The Blind Side

お友達のデイブさんより、最新のオススメ映画を教えてもらった。映画好きの人に、好きなジャンルを限定してオススメを聞くと本当に好きな映画に出会えるから楽しい。

その原作本を本屋で発見し、日本で映画公開される前に読んでおくことに。読後の感想はまた次にやります。

さて、今回紹介する映画のタイトルは『The Blind Side』。Blind Sideとは、アメフトでQB(クウォーター・バック)の死角となるサイド(ブラインド・サイド)のこと、またはそのサイドを守るポジションのことである。単純に考えて右利きQBが多いわけだから、(自軍のオフェンシブサイドの)左サイドがブラインド・サイドになることが多く、LT(レフト・タックル)というポジションが守備側の重要なポジションとなるらしい。ラグビーでも、ブラインド・サイドのフランカーは、重要なポジションだものなぁ。とりあえず、アメフトには詳しくないけれど(もちろん、ラグビーにも詳しくないよ!)この物語の主人公はブラインド・サイドを守るフットボーラーって訳だ。

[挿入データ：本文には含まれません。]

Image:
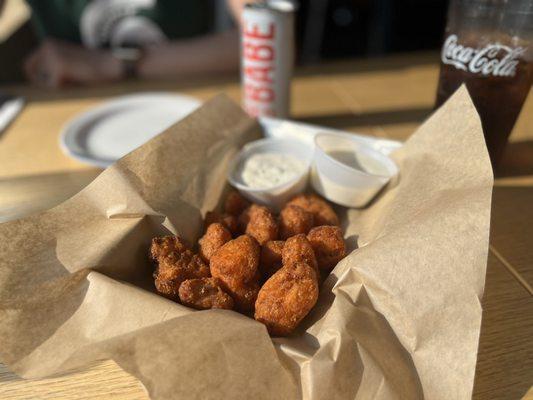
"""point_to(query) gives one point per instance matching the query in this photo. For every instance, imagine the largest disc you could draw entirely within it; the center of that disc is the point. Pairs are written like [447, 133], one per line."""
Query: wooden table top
[386, 97]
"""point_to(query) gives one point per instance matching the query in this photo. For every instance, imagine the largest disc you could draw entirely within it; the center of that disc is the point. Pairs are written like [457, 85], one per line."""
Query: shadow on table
[346, 120]
[517, 160]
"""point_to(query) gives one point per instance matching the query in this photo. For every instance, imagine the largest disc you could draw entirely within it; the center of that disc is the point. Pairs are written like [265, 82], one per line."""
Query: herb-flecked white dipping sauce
[266, 170]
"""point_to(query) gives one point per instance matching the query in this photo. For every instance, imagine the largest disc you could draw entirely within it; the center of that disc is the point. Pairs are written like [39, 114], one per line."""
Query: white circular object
[276, 196]
[108, 132]
[347, 172]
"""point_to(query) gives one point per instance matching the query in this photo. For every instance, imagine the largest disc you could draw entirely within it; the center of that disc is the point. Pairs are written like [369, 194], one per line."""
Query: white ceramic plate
[111, 130]
[102, 135]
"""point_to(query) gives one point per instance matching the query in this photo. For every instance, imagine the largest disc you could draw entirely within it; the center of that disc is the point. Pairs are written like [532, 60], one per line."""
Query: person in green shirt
[85, 42]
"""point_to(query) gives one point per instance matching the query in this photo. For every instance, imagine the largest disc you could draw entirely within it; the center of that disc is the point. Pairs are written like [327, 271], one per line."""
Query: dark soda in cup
[488, 47]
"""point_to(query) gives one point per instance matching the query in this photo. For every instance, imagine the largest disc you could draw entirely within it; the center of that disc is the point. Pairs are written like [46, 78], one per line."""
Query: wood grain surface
[386, 97]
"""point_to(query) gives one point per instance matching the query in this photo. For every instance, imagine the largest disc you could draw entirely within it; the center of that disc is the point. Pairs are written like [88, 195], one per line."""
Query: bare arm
[214, 53]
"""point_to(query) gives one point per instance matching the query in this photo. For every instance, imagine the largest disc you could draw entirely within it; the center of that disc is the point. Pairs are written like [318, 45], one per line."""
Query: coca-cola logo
[494, 59]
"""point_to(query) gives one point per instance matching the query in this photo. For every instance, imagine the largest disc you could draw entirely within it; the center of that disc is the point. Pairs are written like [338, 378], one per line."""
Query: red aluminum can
[267, 57]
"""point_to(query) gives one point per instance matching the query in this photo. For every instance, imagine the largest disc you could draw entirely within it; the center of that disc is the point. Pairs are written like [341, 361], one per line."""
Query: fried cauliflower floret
[258, 222]
[322, 212]
[236, 265]
[297, 249]
[214, 238]
[175, 268]
[271, 257]
[328, 245]
[164, 245]
[235, 204]
[229, 221]
[286, 298]
[204, 293]
[294, 220]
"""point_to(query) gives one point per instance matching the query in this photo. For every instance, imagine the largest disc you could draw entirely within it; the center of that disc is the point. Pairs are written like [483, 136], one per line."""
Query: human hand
[57, 64]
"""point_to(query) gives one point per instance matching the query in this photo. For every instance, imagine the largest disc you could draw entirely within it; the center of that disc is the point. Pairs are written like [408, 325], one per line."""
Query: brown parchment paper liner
[399, 318]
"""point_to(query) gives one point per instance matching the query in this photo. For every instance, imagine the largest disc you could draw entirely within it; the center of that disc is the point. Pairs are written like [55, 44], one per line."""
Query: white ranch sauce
[266, 170]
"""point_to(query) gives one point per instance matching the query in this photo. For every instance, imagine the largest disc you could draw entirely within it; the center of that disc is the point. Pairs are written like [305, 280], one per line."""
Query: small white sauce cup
[343, 184]
[276, 196]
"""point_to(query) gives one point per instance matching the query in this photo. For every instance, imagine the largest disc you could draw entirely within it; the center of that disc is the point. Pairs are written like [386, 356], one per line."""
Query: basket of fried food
[252, 261]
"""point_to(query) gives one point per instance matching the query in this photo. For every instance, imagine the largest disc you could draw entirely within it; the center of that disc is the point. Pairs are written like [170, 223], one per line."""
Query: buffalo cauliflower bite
[294, 220]
[322, 212]
[214, 238]
[286, 298]
[204, 293]
[236, 265]
[258, 222]
[328, 245]
[298, 249]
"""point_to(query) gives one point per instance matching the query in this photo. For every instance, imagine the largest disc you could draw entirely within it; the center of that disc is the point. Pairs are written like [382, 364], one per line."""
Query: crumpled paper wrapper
[398, 318]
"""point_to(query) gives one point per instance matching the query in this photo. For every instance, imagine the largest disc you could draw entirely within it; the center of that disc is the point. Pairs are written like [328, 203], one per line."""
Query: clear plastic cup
[347, 172]
[276, 196]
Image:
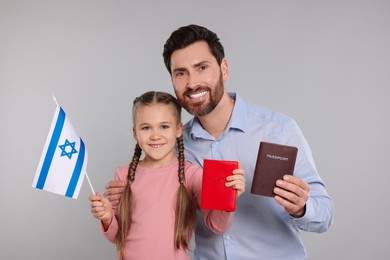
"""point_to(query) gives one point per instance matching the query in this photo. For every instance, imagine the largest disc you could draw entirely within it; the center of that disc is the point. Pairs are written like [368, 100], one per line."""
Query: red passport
[214, 193]
[273, 161]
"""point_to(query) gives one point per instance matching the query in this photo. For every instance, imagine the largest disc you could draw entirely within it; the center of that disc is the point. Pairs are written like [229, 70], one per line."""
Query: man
[225, 127]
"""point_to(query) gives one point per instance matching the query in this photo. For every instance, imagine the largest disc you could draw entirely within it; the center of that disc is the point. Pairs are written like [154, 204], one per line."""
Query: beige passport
[273, 161]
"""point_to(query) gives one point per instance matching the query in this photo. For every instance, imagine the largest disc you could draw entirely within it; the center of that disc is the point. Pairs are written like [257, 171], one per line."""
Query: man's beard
[201, 109]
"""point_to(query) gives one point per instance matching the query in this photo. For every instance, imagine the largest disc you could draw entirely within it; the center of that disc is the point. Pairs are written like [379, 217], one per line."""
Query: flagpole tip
[55, 100]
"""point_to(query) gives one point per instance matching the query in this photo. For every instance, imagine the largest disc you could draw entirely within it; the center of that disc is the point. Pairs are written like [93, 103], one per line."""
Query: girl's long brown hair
[185, 208]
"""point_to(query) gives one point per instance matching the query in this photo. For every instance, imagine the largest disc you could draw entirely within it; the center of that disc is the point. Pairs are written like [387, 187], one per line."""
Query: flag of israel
[63, 163]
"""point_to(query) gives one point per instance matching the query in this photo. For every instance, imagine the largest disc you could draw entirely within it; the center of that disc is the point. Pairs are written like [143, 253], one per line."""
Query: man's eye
[179, 74]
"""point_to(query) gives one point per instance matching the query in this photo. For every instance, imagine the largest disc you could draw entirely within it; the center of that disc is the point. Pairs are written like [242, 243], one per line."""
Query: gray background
[325, 63]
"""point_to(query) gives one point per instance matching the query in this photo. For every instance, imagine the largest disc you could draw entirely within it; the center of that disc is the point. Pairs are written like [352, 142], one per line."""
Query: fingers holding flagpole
[90, 184]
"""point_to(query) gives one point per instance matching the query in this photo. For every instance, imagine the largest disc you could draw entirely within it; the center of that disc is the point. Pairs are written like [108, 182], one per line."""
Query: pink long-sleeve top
[154, 194]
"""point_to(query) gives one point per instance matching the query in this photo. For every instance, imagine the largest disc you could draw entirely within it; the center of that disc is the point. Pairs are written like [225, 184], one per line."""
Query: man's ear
[225, 69]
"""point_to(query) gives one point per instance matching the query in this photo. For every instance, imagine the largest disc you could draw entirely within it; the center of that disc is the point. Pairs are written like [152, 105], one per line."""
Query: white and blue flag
[64, 159]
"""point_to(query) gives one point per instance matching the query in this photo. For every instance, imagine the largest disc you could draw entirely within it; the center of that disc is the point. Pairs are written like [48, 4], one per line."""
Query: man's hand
[292, 193]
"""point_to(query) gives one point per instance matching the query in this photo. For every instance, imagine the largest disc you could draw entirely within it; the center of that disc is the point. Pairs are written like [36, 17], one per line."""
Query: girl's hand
[237, 181]
[101, 208]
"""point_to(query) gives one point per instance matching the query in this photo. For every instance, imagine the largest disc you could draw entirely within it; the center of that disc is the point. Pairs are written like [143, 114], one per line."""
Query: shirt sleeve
[319, 207]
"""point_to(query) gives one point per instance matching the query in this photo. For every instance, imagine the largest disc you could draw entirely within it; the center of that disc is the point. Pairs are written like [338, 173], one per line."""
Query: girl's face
[156, 129]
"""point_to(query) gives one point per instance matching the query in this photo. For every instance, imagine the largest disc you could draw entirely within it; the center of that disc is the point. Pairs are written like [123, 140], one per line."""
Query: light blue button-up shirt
[261, 229]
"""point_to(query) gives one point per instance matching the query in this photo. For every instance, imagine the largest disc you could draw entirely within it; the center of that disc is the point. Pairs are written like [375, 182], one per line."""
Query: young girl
[157, 211]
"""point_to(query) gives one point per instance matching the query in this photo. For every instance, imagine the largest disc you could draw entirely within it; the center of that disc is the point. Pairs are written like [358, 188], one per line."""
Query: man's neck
[217, 120]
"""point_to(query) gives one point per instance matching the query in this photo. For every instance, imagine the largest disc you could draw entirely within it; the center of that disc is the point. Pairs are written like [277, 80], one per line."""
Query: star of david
[71, 148]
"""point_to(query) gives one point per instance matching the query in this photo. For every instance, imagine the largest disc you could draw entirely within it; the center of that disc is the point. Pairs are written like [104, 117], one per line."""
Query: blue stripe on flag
[51, 149]
[77, 171]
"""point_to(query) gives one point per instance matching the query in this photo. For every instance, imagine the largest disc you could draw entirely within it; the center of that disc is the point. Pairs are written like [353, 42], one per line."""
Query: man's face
[197, 78]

もちろん、ブラインド・サイドって言葉に、他の意味が込められている感じもするけど、それは本や映画を見てみないと分からない。

主人公、マイケル・オアーは2009年、ついにNFLデビューしたボルティモア・レイブンズの現役フットボーラー。彼は貧困の中で、学校を転々としていたのだが、高校2年のときにフットボールで私立高校のブライアクレスト・クリスチャンスクールに特例として入学を認められる。しかし、貧困であったため生活環境がまったく整っていなかったのをみかねて、裕福な白人家族テューイ家が彼を養子にする。そしてそこからのサクセスストーリー&マイケルとテューイ家の友情、養父母の愛、という話。

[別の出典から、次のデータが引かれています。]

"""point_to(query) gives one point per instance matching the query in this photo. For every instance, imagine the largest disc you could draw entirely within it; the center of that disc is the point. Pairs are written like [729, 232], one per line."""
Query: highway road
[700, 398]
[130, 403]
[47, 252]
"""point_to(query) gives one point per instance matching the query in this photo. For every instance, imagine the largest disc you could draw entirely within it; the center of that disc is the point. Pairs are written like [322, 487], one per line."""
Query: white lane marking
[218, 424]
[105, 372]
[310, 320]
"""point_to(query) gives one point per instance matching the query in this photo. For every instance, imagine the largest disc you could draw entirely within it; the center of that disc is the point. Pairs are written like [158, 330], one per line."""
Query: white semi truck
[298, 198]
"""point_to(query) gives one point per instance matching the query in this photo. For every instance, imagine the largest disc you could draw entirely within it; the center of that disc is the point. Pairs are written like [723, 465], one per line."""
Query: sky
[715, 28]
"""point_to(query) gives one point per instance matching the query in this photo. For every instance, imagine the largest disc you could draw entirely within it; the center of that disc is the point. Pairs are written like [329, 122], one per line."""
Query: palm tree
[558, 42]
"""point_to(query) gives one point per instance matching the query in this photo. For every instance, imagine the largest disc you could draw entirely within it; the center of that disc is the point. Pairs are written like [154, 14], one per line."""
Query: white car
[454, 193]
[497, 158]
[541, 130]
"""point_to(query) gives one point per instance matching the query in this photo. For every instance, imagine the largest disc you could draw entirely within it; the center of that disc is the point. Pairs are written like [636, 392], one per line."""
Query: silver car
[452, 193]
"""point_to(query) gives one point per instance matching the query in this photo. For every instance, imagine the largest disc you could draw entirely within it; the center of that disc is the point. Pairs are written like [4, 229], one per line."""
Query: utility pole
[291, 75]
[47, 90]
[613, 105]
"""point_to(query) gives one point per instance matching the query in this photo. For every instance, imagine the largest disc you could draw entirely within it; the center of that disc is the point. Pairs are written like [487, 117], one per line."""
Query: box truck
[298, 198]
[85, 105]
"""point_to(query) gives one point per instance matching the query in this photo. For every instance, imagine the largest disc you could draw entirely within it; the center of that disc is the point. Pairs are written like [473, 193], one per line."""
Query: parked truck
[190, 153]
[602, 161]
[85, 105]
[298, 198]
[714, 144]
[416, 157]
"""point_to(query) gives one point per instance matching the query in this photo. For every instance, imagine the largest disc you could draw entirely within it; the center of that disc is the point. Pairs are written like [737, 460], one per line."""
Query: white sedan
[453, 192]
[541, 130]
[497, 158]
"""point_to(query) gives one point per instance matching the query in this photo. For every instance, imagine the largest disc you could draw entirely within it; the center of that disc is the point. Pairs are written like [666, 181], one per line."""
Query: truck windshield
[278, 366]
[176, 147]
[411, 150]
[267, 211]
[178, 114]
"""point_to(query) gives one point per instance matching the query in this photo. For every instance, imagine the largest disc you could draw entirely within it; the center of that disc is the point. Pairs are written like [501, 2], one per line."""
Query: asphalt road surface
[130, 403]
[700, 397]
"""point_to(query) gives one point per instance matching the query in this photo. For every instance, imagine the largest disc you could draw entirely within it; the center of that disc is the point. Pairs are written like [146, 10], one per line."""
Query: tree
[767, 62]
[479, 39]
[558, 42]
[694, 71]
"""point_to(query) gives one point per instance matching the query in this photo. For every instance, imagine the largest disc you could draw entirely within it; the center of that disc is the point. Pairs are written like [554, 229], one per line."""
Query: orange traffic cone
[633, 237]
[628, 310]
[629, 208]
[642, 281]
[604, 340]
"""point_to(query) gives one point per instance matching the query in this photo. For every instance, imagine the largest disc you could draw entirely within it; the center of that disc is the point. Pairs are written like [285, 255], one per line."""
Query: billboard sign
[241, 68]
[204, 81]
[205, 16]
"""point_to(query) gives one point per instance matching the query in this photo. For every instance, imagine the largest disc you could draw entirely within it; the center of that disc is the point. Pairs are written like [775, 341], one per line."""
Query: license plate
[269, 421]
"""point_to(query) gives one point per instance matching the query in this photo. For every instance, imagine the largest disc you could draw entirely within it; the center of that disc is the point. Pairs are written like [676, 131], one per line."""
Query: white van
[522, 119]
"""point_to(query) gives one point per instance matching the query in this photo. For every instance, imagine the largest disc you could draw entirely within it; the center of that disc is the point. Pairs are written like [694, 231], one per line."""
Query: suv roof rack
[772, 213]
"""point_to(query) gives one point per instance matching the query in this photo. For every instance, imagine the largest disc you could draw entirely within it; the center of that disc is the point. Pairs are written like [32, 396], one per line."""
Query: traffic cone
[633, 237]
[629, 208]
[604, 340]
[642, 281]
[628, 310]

スポーツ映画に家族のドラマを足したストーリーは、スポーツに興味がない人が見ても楽しめそうな感じ。実際もう一人の主人公リー・アン・テューイを演じるサンドラ・ブロックが、実はメインなこの映画。サンドラ・ブロックなんて、まだいたの?という感じだけど、なんとこの映画、公開3週目で全米1位を獲得し、7週目で2億850万ドルを達成。サンドラは、本作で初のオスカーを得るのではないかといわれているらしいのです。女性スターの単独主演で、これだけの興行収益を収めてることは初めてなのだとか。

ーアメリカで三番目に貧しい地区に育ち、11もの小学校を転々とした黒人少年が巻き起こす”奇跡”のノンフィクション。ー(単行本 帯コメントより)

いかにもアメリカ人が好きそうなサクセスストーリー。スポーツ映画の主流である実話の映画化である。

こうした実話を基に製作されたの映画というのは、ミステリーやアクションとは異なり、ラストの結末が見せ場なのではない。その人物が成功してゆくまでの紆余曲折するプロセスをいかに描き、俳優達がいかにリアルに演技するかというところが大事なのである。そういった意味でスポーツ映画というのは、本来映画が持っている絡繰りの要素を全て排除した全く異質の映像作品ということになる。

ドキュメンタリーとフィクションの中間でしか、描けないものというのは存在すると思う。さて、この映画がなぜ、ドキュメンタリーじゃなくてドラマとして再現されたのか、それは映画を楽しみにすることにして、とりあえず僕は、原作本でしっかりアメフトについて予習しておきたいと思います。

しかし、アメフト選手=かっこいいっていうイメージじゃなく、こういったクマのプーさん的ヒーローが活躍する感じ、いいと思います。僕のお友達の安田くん(←120キロ級のレスリング選手。いまも現役?)とイメージがだぶるので、ぜひ彼にも見てもらいたい映画です。